Hello! I have a question...I have seen sidecaps and peaked caps buttons ans sometimes I see regimental buttons, but in others just the british army coat of arms...so I was wondering...wich is the criteria in using regimental or army buttons?? Thank you!

colin 17 04-03-21 10:47 AM

Buttons
 
Most infantry regiments pre WWI had the standard coat of arms buttons for ORs, Officers had Regimental buttons. Full dress came out again after the war and some regiments used regimental buttons at that time but I am unsure of when as it is after my period of study.

Colin

Trubia26 04-03-21 02:13 PM

So the general rule is regimental buttons only for officers, right?

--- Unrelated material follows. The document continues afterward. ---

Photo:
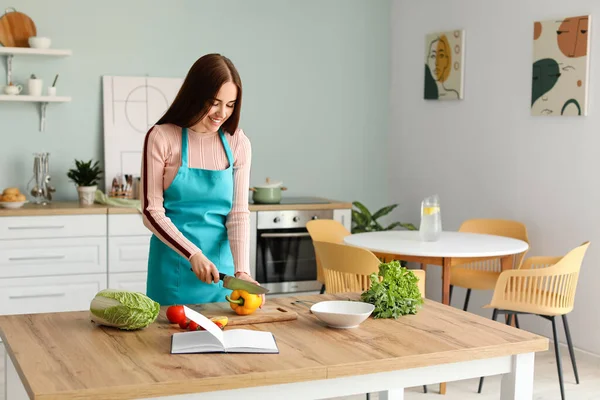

Borderer 04-03-21 02:47 PM

3 Attachment(s)
Scottish Regiments did not have headdress buttons because a Glengarry, TOS for example, did not support a button. However, like the rest of the Army we adopted the wearing of the General Service Pattern Button when the order was received in 1871 for a universal button to be worn on uniforms, this was done as cost saving exercise by War Office, to save manufacturing of different pattern buttons for all of the regiments of the British Army. Moreover, this turned out to be a foolish move, as a few years later 1874 that collar badges were introduced on the uniforms, regiments trying to keep their identity on the uniform having lost the button, this turned out to be a lot more expensive and troublesome, with the various different designs as one can imagen the cost well out weight the cost of some buttons, in the long run as it turned out.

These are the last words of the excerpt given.